The US have recently approached five European countries and proposed the idea of having a ‘pre-clearance’ agreement when embarking on flights to America. Out of the five countries that are in discussions, Britain is most likely to enter into such an agreement. The British government has expressed an interest in allowing Britons to face strict searches and interrogations by Homeland Security staff in UK airports.
The State has agreed to such a procedure because there are many advantages but from a security perspective, what exactly are these advantages and are there any issues we could face?
Looking at the reasons in support of the move, added security will help to reduce queue times at US borders and ease freedom of movement into America. The move will also mean less risk of people being turned away upon arrival into the US by filtering out travelers that Homeland Security deem unsuitable.

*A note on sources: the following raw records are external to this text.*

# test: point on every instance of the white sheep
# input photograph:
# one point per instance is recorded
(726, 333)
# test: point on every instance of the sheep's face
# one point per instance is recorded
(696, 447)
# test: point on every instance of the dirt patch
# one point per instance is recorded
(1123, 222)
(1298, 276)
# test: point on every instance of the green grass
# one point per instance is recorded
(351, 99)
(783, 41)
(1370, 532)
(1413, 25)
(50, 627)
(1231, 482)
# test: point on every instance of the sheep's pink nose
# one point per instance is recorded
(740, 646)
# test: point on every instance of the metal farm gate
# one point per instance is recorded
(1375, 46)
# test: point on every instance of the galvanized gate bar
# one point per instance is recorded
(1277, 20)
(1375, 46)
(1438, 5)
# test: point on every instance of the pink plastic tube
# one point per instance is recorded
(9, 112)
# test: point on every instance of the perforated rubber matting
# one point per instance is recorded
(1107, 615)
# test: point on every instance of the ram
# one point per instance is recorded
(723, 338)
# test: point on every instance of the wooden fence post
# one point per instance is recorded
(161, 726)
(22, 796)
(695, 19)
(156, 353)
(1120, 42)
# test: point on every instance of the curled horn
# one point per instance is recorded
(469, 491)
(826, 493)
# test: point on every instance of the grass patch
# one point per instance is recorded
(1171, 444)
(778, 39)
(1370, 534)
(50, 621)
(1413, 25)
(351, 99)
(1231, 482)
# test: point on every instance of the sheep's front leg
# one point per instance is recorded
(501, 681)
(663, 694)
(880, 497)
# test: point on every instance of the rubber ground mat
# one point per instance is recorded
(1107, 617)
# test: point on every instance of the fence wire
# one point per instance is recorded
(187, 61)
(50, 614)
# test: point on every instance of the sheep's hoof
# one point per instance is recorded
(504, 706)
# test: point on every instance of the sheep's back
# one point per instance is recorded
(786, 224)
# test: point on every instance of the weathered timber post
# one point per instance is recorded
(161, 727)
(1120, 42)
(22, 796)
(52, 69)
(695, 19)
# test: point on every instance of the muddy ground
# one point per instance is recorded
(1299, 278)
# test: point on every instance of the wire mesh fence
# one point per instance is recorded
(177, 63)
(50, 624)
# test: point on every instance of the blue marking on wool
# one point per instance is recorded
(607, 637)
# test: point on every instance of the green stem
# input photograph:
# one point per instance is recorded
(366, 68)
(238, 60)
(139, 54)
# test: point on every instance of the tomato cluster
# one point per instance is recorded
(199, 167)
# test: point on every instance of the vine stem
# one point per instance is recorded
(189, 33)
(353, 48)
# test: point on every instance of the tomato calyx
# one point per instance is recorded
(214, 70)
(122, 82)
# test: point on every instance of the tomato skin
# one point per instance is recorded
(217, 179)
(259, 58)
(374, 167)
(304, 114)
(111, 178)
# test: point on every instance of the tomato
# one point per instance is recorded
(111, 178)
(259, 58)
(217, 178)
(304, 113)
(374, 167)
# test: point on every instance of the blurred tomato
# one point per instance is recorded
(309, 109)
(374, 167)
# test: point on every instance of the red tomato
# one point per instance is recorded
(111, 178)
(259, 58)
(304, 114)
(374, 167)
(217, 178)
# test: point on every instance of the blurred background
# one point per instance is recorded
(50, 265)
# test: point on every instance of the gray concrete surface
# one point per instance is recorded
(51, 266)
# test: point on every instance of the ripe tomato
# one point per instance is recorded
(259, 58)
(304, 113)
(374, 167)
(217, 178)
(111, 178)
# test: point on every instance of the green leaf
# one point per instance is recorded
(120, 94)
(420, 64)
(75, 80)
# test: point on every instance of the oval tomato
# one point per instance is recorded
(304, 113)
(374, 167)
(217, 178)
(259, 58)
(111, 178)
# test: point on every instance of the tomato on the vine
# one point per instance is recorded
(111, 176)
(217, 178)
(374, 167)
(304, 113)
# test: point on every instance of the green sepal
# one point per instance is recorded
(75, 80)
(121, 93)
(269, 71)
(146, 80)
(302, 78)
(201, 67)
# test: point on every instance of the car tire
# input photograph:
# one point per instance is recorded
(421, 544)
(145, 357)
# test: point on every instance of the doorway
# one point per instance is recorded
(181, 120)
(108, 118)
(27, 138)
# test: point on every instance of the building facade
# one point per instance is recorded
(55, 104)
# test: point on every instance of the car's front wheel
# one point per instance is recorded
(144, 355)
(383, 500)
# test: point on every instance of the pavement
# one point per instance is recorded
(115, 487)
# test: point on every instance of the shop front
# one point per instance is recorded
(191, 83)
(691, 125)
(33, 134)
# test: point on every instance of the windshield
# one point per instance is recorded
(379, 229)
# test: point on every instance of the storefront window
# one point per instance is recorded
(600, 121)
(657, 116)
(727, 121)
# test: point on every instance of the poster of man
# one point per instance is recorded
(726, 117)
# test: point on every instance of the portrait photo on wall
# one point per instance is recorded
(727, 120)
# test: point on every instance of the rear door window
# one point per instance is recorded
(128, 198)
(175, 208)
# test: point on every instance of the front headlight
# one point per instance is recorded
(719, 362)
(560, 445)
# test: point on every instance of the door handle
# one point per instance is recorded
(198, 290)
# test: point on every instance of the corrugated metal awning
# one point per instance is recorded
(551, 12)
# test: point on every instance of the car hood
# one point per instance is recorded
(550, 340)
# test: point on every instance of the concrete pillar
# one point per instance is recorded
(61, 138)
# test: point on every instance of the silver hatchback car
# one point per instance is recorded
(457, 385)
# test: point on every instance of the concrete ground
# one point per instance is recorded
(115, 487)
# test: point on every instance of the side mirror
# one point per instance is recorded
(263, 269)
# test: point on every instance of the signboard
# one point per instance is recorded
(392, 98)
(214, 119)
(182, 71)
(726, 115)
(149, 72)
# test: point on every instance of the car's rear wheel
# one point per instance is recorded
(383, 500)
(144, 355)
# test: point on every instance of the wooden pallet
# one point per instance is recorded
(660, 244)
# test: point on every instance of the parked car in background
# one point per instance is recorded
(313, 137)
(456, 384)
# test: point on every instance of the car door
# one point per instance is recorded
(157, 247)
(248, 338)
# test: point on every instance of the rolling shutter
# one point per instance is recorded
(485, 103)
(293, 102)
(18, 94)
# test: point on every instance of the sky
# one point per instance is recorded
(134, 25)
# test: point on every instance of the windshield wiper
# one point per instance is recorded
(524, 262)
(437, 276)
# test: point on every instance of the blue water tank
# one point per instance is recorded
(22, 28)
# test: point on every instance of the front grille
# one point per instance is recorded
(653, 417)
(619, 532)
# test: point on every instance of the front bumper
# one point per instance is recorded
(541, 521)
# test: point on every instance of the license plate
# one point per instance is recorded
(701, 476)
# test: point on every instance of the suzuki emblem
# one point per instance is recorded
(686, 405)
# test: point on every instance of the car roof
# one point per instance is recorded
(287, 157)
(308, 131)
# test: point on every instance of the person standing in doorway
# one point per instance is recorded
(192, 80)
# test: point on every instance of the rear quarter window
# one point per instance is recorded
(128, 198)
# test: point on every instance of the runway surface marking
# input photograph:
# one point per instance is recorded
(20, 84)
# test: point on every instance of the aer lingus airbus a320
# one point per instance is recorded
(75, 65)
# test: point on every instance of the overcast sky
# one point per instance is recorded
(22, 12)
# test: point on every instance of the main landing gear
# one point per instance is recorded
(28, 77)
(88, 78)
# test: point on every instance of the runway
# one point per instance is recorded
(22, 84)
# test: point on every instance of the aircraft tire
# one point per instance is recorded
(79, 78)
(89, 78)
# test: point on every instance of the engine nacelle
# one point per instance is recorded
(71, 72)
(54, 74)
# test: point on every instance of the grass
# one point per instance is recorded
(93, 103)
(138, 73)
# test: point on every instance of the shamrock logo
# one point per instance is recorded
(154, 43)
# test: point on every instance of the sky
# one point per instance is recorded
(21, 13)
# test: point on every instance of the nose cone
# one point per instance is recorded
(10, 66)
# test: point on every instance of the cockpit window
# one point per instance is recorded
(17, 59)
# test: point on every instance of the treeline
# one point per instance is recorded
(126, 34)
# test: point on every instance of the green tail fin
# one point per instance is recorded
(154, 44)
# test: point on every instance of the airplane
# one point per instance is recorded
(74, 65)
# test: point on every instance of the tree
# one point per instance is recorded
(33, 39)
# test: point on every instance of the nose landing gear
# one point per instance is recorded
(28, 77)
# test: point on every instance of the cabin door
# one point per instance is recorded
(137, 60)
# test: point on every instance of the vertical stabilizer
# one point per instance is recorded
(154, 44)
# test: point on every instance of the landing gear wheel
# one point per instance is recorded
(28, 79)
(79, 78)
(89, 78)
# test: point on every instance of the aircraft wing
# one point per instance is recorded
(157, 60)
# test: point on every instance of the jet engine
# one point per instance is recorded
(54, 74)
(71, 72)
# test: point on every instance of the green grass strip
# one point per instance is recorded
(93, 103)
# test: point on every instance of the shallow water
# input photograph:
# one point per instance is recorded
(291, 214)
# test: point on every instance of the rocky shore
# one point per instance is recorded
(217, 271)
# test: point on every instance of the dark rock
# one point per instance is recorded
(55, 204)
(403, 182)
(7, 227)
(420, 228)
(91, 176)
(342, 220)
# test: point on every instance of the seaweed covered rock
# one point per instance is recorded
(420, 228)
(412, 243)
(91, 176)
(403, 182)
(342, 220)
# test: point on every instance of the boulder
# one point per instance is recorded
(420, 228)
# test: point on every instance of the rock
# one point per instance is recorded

The idea of Homeland representatives having a presence within EU airports is not a completely new one. In the last three years, American security officials have prevented 1,300 people from leaving American-bound flights from the EU on an advisory basis.
This agreement has been in place in Shannon and Dublin airports since 2009 – with airports in Canada and the Caribbean also allowing preclearance of passengers boarding for America.
Reduced border control queue time is obviously a positive, however opponents of these plans argue that this would be a further infringement on the liberty of law-abiding citizens and that the plans are just another method of America controlling who is able to fly into the country.
Concerns have been expressed by a number of the other countries currently in talks. The Netherlands have been discussing the financial and logistical issues surrounding the proposal, whereas Sweden have displayed outright scepticism toward the idea and if it would be beneficial. Other countries involved in the plans are France, who are open to a deal with the US as long as financial support is offered, but Germany have been keeping their opinions on the plans closely guarded.
It is likely that the UK will be the first to agree a deal with Homeland security and the rest of the EU may then be encouraged to follow suit.